Defined on Embedding

Return Float32 as the output type for all embedding columns.

Parameters

column_name : str or None, optional
Name of the output column. Not used — all embedding columns receive the same Float32 type. Default None.

Returns

Float
A DashAI Float type backed by pyarrow.float32().

changes_row_count(self) -> 'bool'

Defined on BaseConverter

Indicate whether this converter changes the number of dataset rows.

Returns

bool
True if the converter may add or remove rows, False otherwise.

fit(self, x: 'DashAIDataset', y: 'DashAIDataset' = None) -> Type[DashAI.back.converters.base_converter.BaseConverter]

Defined on HuggingFaceWrapper

Validate the input dataset and load the HuggingFace model.

Parameters

x : DashAIDataset
Input dataset whose columns must all be string-typed.
y : DashAIDataset or None, optional
Ignored. Present for API compatibility. Default None.

Returns

HuggingFaceWrapper
The fitted converter instance (self).

get_metadata(cls) -> 'Dict[str, Any]'

Defined on BaseConverter

Get metadata for the converter, used by the DashAI frontend.

Parameters

cls : type
The converter class (injected automatically by Python for classmethods).

Returns

Dict[str, Any]
Dictionary containing display name, short description, image preview path, category, icon, color, and whether the converter is supervised.

get_schema(cls) -> dict

Defined on ConfigObject

Generates the component related Json Schema.

Returns

dict
Dictionary representing the Json Schema of the component.

transform(self, x: 'DashAIDataset', y: 'DashAIDataset' = None) -> 'DashAIDataset'

Defined on HuggingFaceWrapper

Transform the input dataset by running inference in batches.

Parameters

x : DashAIDataset
The dataset to transform. Must have been fitted first.
y : DashAIDataset or None, optional
Ignored. Present for API compatibility. Default None.

Returns

DashAIDataset
Transformed dataset with output types set per column.

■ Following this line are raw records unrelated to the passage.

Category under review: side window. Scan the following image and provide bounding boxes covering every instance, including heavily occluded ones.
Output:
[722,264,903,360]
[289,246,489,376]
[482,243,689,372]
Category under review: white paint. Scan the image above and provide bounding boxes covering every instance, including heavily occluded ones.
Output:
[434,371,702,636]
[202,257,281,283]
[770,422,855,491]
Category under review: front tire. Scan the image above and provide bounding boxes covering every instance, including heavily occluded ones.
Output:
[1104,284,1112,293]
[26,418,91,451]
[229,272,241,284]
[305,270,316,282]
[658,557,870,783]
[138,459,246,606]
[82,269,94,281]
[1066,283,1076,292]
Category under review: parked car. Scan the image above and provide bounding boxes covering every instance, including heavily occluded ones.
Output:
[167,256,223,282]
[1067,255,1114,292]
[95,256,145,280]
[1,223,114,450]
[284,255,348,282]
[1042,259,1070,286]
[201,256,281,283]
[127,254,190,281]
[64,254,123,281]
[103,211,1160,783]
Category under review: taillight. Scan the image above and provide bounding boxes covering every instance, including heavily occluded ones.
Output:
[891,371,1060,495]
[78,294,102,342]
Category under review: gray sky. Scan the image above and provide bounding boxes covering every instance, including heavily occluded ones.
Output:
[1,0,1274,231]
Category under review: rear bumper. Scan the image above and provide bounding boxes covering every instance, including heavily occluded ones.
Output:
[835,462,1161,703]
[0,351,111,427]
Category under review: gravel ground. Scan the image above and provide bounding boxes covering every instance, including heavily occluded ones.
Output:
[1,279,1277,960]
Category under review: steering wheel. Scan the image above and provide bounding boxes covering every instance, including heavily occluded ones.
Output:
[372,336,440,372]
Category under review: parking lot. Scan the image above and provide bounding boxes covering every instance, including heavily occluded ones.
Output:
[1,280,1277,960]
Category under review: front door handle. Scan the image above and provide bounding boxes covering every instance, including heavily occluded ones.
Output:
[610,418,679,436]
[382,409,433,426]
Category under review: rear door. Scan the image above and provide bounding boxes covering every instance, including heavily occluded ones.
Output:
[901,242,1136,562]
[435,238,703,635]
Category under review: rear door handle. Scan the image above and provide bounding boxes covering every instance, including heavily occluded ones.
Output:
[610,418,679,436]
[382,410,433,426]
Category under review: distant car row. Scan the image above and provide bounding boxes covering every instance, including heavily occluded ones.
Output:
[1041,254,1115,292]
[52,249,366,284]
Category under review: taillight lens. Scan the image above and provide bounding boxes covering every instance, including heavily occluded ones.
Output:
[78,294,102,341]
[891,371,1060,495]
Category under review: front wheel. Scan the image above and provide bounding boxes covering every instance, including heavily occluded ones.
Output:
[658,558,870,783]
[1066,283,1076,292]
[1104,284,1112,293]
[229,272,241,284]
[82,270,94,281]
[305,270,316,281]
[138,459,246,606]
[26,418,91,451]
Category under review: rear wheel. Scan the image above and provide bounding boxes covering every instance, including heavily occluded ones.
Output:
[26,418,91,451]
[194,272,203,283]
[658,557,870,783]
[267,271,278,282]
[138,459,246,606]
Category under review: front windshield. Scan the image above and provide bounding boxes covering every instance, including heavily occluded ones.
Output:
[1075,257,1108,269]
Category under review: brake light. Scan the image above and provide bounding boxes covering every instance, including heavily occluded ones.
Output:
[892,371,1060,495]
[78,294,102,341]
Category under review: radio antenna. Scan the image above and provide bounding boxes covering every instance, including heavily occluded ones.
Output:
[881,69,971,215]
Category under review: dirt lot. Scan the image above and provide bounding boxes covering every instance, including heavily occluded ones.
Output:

validate_and_transform(self, raw_data: dict) -> dict

Defined on ConfigObject

It takes the data given by the user to initialize the model and returns it with all the objects that the model needs to work.

Parameters

raw_data : dict
A dictionary with the data provided by the user to initialize the model.

Returns

dict
A validated dictionary with the necessary objects.